The most unifying point among the members surveyed outside of the Liacouras Center was on refusing to cut salaries.

“I’ve given back plenty,” said Melissa Dunne, a special education teacher at Harding Middle School in Northeast Philadelphia. “I provide for my students. I buy them clothes. I buy them food. I give back a lot that I take from my own family to make sure that my kids in school have what they need.”

Although she wasn’t thrilled with the idea, Dunne joined with other teachers who said they’d be willing to make health-care concessions.

Not all agreed, though.

Health and phys-ed teacher Michael Schieber stood outside the Liacouras Center with a large sign that demanded “no concessions.”

The six-year teaching vet said that cuts to health care would hurt teachers’ ability to repay debts owed on student loans.
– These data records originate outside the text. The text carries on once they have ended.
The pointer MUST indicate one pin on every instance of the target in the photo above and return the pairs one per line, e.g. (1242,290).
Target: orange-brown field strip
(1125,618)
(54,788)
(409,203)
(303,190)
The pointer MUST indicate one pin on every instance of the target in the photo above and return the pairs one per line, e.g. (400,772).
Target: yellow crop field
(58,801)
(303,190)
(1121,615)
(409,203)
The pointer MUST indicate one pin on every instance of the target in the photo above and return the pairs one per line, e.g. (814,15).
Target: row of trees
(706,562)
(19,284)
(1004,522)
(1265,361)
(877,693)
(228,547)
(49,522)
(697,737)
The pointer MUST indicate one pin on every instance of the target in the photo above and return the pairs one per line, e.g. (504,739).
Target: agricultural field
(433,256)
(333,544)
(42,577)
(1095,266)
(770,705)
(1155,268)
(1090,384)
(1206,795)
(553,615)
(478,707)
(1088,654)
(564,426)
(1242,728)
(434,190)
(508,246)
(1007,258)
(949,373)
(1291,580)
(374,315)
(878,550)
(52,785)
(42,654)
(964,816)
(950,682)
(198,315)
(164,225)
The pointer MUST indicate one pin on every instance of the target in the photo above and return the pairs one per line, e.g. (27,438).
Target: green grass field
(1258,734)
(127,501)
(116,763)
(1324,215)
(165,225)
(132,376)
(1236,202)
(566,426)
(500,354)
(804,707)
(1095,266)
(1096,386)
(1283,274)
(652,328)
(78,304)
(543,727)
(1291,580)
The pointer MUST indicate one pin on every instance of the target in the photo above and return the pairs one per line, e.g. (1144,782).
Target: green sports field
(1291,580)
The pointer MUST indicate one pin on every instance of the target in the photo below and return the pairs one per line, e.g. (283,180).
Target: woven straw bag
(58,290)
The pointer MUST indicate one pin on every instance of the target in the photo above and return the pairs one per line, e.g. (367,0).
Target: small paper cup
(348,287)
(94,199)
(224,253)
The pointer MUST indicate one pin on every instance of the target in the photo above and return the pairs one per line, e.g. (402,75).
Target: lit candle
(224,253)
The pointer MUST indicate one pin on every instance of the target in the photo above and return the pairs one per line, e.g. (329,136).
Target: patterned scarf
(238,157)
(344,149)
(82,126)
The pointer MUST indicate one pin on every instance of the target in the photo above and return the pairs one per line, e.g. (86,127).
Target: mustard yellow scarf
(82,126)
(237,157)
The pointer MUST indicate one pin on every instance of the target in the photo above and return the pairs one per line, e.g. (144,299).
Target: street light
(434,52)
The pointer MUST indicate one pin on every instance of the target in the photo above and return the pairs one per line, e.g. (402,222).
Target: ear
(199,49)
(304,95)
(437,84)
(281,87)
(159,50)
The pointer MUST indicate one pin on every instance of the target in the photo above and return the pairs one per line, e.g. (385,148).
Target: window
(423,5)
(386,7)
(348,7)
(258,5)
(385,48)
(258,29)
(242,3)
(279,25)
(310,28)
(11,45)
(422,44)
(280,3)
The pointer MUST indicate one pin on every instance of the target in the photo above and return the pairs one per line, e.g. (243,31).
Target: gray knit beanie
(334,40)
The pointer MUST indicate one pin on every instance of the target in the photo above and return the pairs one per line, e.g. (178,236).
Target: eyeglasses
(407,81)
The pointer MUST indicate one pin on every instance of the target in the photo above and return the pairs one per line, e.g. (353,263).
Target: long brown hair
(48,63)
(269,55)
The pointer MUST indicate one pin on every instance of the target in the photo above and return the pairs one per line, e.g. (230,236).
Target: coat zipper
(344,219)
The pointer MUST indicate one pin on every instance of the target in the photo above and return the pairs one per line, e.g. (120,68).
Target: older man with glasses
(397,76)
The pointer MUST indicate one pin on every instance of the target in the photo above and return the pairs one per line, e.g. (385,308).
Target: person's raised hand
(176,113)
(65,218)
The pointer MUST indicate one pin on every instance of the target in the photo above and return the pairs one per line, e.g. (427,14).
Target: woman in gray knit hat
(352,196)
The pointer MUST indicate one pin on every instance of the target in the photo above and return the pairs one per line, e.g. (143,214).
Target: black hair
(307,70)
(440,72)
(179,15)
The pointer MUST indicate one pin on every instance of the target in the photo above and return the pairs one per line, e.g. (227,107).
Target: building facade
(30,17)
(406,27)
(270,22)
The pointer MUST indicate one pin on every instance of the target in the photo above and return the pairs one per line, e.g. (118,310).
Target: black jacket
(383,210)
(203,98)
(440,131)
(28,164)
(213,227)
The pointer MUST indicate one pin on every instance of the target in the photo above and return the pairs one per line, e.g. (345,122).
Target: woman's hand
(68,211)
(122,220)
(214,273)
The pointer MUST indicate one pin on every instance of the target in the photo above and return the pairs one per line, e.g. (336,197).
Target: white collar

Ultimately, he said, concessions will only further drive talent from Philly’s public schools.

“Everybody started looking for jobs outside the district,” said Schieber, who teaches at Bodine High School for international affairs.

Some PFT members balked at the idea that the union should cooperate in opening the schools at all.

“This evening was a complete farce,” said Michelle Racca, former guidance counselor at Franklin Learning Center

After 20 years in the district she was one of the 3,800 employees laid off in June.

She still doesn’t have her job back and now says she feels let down by the union’s decision to go back to work while her future remains uncertain:

“I don’t believe if we are ‘one union,’ as they claim, that we should have schools starting.”

Jordan said that a strike at this point would be “inappropriate for children and families.”

If teachers were to strike, the same state law that set up the School Reform Commission would give the Pennsylvania Secretary of Education the power to revoke the teaching certificates of individual teachers.

Union spokesman George Jackson pointed out that laid-off employees like Racca would not run that risk in a strike.

Monday’s meeting did little to dispel the dark cloud of anxiety and uncertainty that’s shrouded the school system all summer.

“Things could get ugly in the next few months,” said Chris Palmer, teacher at Bartram High School, “or maybe in the next few weeks.”